It was reported that TGFβ-mediated signaling was elevated in the aortas of Fbln4R/R mice and in patients carrying mutations in the FBLN4 gene, as indicated by an increase in phosphorylated (p-) Smad2/3 levels (Hanada et al., 2007, Renard et al., 2010). We have reported that local angiontensin-converting enzyme (ACE) was increased in the aneurysmal wall, resulting in an increase of mature angiontensin II and p-ERK1/2 in Fbln4SMKO mice (Huang et al., 2013). Angiotensin II is a positive regulator of TGFβ signaling by inducing transcription of TGFβ, and Fbln4SMKO aortas showed increased p-Smad 2/3, but not Smad1/5/8. Interestingly, ACE levels were comparable between isolated wild-type and Fbln4SMKO SMCs, indicating that additional mechanical stress on the vessel wall (i.e. pressure or flow), disruption of cell-matrix connections, or contribution from other cell types may be required for upregulation of ACE in vivo. In both Fbln4R/R and Fbln4SMKO mouse models, angiotensin II receptor blockade (ARB) effectively prevented the development of aortic aneurysms. It was suggested that the protective effect of ARB was due to reduction of systemic blood pressure in Fbln4R/R (Moltzer et al., 2011) and blocking of angiotensin II-mediated signaling in Fbln4SMKO (Huang et al., 2013), respectively. It is noteworthy that an ACE inhibitor also effectively prevented aneurysms in Fbln4SMKO mice, which shows a distinct difference from a Marfan mouse model (Fbn1C1039G/+) in which an ARB was more effective than an ACE inhibitor in preventing aortic root aneurysms (Habashi et al., 2011, Habashi et al., 2006). However, it remains unknown whether TGFβ upregulation is a direct consequence of loss of fibulin-4 or a secondary event due to upregulation of angiotensin II in the aortic wall.

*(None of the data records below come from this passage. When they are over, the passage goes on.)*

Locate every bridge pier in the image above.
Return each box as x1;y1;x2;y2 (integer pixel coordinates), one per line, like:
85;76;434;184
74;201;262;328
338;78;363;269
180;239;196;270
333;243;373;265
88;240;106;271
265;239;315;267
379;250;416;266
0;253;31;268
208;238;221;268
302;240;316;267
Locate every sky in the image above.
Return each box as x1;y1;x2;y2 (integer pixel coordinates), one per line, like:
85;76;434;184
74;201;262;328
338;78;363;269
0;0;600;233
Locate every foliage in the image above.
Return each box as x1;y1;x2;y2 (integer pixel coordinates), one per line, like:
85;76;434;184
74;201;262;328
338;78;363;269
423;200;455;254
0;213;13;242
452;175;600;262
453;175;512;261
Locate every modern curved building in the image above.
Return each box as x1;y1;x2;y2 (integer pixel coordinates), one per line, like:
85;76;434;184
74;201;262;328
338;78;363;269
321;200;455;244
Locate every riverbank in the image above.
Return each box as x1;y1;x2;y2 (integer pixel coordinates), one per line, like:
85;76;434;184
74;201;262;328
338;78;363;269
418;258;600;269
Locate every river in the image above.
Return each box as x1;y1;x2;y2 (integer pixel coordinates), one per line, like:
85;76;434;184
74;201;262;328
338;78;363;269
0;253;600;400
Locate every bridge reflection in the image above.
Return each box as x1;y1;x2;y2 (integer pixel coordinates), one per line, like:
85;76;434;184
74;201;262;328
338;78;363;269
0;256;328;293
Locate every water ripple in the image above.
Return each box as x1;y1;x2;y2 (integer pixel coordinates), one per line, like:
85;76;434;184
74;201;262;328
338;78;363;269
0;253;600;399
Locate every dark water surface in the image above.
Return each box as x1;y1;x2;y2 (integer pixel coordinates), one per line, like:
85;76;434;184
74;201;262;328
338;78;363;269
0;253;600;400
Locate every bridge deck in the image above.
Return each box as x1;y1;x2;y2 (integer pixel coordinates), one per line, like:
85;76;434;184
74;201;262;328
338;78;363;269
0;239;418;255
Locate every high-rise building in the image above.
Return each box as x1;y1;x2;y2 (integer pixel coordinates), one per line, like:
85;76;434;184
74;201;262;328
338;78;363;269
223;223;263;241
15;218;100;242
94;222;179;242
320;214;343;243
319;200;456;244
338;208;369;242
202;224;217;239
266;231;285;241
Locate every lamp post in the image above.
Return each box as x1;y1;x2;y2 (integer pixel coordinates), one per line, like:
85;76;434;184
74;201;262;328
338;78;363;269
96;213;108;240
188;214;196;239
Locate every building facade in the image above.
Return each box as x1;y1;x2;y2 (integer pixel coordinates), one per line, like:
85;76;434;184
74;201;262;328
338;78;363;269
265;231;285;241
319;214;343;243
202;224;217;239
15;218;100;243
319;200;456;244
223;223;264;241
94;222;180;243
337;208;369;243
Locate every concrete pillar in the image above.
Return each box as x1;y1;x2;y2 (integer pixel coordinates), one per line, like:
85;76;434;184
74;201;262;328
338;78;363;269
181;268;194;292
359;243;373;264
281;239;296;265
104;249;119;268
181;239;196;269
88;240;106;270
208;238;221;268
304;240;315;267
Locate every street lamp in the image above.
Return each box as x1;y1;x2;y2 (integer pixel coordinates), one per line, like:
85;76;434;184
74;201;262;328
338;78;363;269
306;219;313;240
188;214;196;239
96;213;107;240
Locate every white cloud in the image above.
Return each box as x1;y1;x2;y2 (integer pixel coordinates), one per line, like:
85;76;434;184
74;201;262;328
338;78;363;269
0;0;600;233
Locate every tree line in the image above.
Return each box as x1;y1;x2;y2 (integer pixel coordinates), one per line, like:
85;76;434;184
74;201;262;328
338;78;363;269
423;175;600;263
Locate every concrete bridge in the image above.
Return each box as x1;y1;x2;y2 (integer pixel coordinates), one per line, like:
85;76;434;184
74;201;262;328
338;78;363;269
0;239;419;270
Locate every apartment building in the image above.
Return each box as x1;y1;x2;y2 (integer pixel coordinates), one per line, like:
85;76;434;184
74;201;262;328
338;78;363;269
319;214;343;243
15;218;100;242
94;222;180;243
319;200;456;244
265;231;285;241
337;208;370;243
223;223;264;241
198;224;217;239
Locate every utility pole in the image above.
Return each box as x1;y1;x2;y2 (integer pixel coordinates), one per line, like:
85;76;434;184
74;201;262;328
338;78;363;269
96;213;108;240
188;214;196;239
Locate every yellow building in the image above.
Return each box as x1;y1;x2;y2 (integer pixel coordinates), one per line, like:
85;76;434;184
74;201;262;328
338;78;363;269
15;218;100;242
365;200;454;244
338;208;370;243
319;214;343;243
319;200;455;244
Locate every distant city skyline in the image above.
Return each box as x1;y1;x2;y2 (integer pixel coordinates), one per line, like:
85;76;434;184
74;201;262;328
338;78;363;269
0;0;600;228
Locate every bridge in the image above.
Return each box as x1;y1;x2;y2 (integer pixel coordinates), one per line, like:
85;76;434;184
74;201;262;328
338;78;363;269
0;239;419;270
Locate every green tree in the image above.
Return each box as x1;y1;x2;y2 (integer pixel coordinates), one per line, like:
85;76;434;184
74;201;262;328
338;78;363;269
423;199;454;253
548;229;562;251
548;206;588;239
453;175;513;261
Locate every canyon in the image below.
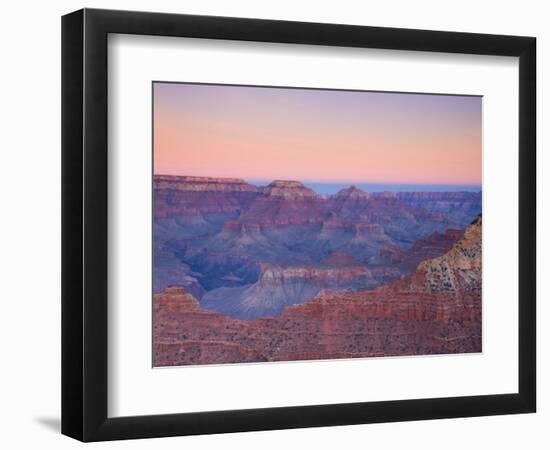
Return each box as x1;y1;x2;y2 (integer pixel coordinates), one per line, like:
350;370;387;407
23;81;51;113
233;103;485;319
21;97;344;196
153;175;481;320
153;215;482;366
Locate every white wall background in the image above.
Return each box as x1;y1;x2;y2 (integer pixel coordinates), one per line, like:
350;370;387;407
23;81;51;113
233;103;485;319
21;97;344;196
0;0;550;449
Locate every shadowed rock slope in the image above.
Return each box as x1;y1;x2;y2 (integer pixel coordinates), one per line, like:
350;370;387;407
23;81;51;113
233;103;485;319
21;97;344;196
154;217;482;366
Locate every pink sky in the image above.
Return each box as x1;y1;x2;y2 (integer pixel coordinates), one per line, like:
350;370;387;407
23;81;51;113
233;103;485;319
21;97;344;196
154;83;481;185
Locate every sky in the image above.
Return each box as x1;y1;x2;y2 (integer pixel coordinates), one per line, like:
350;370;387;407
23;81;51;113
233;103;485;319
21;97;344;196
153;82;482;187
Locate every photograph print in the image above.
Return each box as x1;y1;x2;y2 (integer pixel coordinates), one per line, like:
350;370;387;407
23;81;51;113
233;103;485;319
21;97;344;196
152;82;482;367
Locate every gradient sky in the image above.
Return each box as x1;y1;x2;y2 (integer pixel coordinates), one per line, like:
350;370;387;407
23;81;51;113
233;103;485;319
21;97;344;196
153;82;481;186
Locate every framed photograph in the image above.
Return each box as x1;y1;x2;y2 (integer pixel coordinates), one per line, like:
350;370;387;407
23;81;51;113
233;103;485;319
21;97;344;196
62;9;536;441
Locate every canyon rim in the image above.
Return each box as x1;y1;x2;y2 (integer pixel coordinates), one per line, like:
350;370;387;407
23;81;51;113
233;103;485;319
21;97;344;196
152;82;482;367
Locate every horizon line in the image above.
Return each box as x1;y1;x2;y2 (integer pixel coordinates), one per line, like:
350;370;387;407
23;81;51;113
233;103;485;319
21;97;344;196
153;173;482;188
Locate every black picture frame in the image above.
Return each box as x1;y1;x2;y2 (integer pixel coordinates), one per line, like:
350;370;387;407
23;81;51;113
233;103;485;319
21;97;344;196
62;9;536;441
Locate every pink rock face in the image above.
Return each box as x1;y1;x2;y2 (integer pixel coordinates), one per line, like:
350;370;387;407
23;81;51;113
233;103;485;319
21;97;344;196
154;219;481;366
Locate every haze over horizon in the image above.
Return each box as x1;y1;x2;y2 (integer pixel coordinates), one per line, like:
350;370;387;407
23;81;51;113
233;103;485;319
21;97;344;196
153;83;481;186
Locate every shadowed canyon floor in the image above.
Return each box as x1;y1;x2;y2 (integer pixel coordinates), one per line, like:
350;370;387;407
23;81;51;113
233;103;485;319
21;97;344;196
153;176;481;366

Another unanswered question is whether TGFβ plays a causative role in the pathogenesis of aortic aneurysms in Fbln4-mutant mice similar to what has been suggested in Marfan syndrome and related diseases (Dietz et al., 1991, Loeys et al., 2005, Neptune et al., 2003). Fibrillin-1 tethers the large latency complex (LLC) comprised of covalently linked LTBP (predominantly LTBP-1) and SLC via direct binding, aiding in sequestration of latent TGFβ in the ECM (Isogai et al., 2003). Immuno-EM studies indicated that fibulin-4 is localized on microfibrils (Kobayashi et al., 2007), and one study suggested that fibulin-4 stabilizes LLC on microfibrils by directly binding to LTBP-1 and fibrillin-1 and forming a ternary complex (Massam-Wu et al., 2010). Conversely, LTBPs, fibulin-2, and fibulin-4 were found to compete for binding to the third EGF-like domain (EGF3) of fibrillin-1 in in vitro binding assays (Ono et al., 2009). These biochemical studies are informative but limited in their ability to directly assess the effect of loss of fibulin-4 on TGFβ bioavailability in vivo. Therefore, additional tools such as a TGFβ reporter mouse will be useful to monitor active TGFβ levels during aneurysm formation. In addition, genetic ablation of TGFβ signaling components or treating Fbln4−/− mice with a TGFβ neutralizing antibody should prove useful in addressing the contribution(s) of TGFβ to the pathology of Fbln4-mutant mice.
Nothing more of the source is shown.